Case ID: so2d_766/html/1254-01.html
Source: Caselaw Access Project
Author: {"author": "PER CURIAM.", "license": "Public Domain", "url": "https://static.case.law/"}
Date Created: 2024-08-24T03:29:51.129683

Alvin Cooper MACK, Appellant, v. STATE of Florida, Appellee.
    No. 5D00-1274.
    District Court of Appeal of Florida, Fifth District.
    Sept. 29, 2000.
    Alvin Cooper Mack, South Bay, Pro se.
    Robert A. Butterworth, Attorney General, Tallahassee, and Alfred Washington, Jr., Assistant Attorney General, Daytona Beach, for Appellee.
   PER CURIAM.

Alvin Cooper Mack appeals the summary denial of his motion to correct sentence filed pursuant to Rule 3.800(a), Florida Rules of Criminal Procedure.
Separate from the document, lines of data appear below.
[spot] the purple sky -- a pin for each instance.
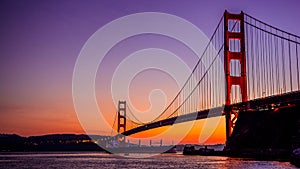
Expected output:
(40, 41)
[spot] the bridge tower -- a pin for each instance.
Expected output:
(122, 119)
(241, 81)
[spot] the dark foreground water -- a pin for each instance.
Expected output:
(100, 160)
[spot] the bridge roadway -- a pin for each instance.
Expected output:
(256, 104)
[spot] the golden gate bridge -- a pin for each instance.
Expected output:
(260, 71)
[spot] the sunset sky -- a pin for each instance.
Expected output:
(41, 40)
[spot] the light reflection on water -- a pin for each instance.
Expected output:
(101, 160)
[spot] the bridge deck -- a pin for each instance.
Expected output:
(276, 100)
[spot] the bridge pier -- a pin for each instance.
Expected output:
(241, 81)
(121, 120)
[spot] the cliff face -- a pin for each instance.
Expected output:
(268, 131)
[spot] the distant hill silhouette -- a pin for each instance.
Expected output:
(52, 142)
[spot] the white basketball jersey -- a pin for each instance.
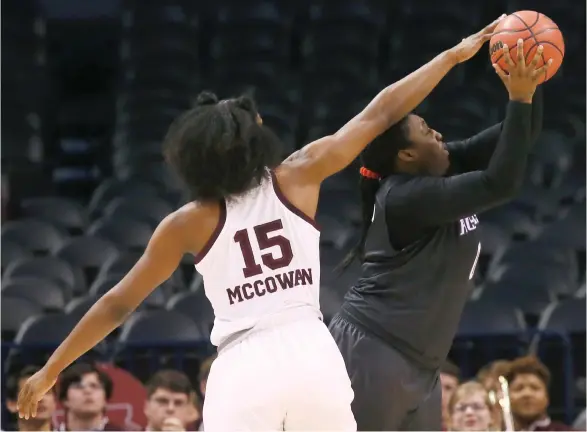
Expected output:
(262, 260)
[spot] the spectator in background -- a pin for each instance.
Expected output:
(489, 375)
(528, 381)
(44, 419)
(204, 372)
(470, 409)
(449, 379)
(84, 391)
(169, 405)
(581, 421)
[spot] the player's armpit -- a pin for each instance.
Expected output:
(161, 258)
(326, 156)
(433, 201)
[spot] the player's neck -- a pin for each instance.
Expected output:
(34, 425)
(90, 423)
(406, 168)
(529, 424)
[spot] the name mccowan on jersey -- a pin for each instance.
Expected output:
(270, 284)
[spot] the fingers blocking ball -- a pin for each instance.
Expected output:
(534, 29)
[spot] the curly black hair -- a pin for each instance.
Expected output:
(74, 375)
(219, 149)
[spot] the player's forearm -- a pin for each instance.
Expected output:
(537, 113)
(506, 169)
(400, 98)
(102, 318)
(475, 153)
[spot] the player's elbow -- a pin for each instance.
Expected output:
(115, 307)
(504, 188)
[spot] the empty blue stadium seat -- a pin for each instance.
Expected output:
(35, 235)
(126, 233)
(196, 306)
(15, 311)
(159, 327)
(61, 212)
(47, 294)
(87, 252)
(48, 267)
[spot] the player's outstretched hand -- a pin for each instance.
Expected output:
(32, 392)
(469, 46)
(521, 79)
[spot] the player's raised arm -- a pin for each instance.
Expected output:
(326, 156)
(438, 200)
(474, 153)
(162, 256)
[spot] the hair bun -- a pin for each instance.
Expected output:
(246, 103)
(206, 98)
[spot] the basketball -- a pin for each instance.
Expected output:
(534, 29)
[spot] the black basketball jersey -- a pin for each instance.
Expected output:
(423, 245)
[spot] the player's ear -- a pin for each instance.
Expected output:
(11, 406)
(407, 155)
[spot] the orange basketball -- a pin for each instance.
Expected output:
(534, 29)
Mack was sentenced under Count II in trial court case number 90-2582 to three and one-half years incarceration as a habitual offender. The true split sentence required Mack to serve two years of the three and one-half year sentence. The balance of incarceration, one and one-half years, would be suspended and probation imposed.

Having served the first two years of his sentence, Mack was placed on probation. He was then sentenced to five years incarceration upon violating the terms of that probation. We agree with Mack that when he was resentenced to five years incarceration, a sentence that exceeded the three and one-half years originally imposed, he was sentenced a second time for the same offense and for a longer time than originally imposed in violation of double jeopardy principles. See Poore v. State, 531 So.2d 161 (Fla.1988).

In Jefferson v. State, 677 So.2d 29 (Fla. 1st DCA 1996), the First District held that when a trial court imposes a sentence after revoking the probationary portion of a true split sentence, any sentencing error would not result in an illegal sentence unless the statutory maximum penalty was exceeded. If we followed Jefferson, Mack’s five year habitual offender sentence that was imposed after the probationary portion of his true split sentence was revoked would not be illegal because it did not exceed the enhanced statutory maximum penalty under the habitual offender statute of ten years incarceration for grand theft, a third degree felony. However, we do not choose to follow Jefferson in this case. Instead we find Mack’s sentence to be an illegal sentence that is apparent on the face of the record and subject to correction under Rule 3.800(a). See State v. Mancino, 714 So.2d 429 (Fla.1998). Included in the record before this court is the State’s appendix that shows (1) the sentence imposed in case number 90-2582, when Mack received five years incarceration on count II after his probation was revoked, and (2) the original true split sentence for count II verifying Mack’s claim of error.

We find no merit in the remaining points raised by Mack and affirm the order denying relief as to all other cases except case number 90-2582. As to case number 90-2582, we reverse the order denying relief and remand for resentencing on count II to the unserved portion of the three and one-half years incarceration.

AFFIRMED IN PART; REVERSED IN PART; REMANDED.

PETERSON, GRIFFIN and SAWAYA, JJ., concur.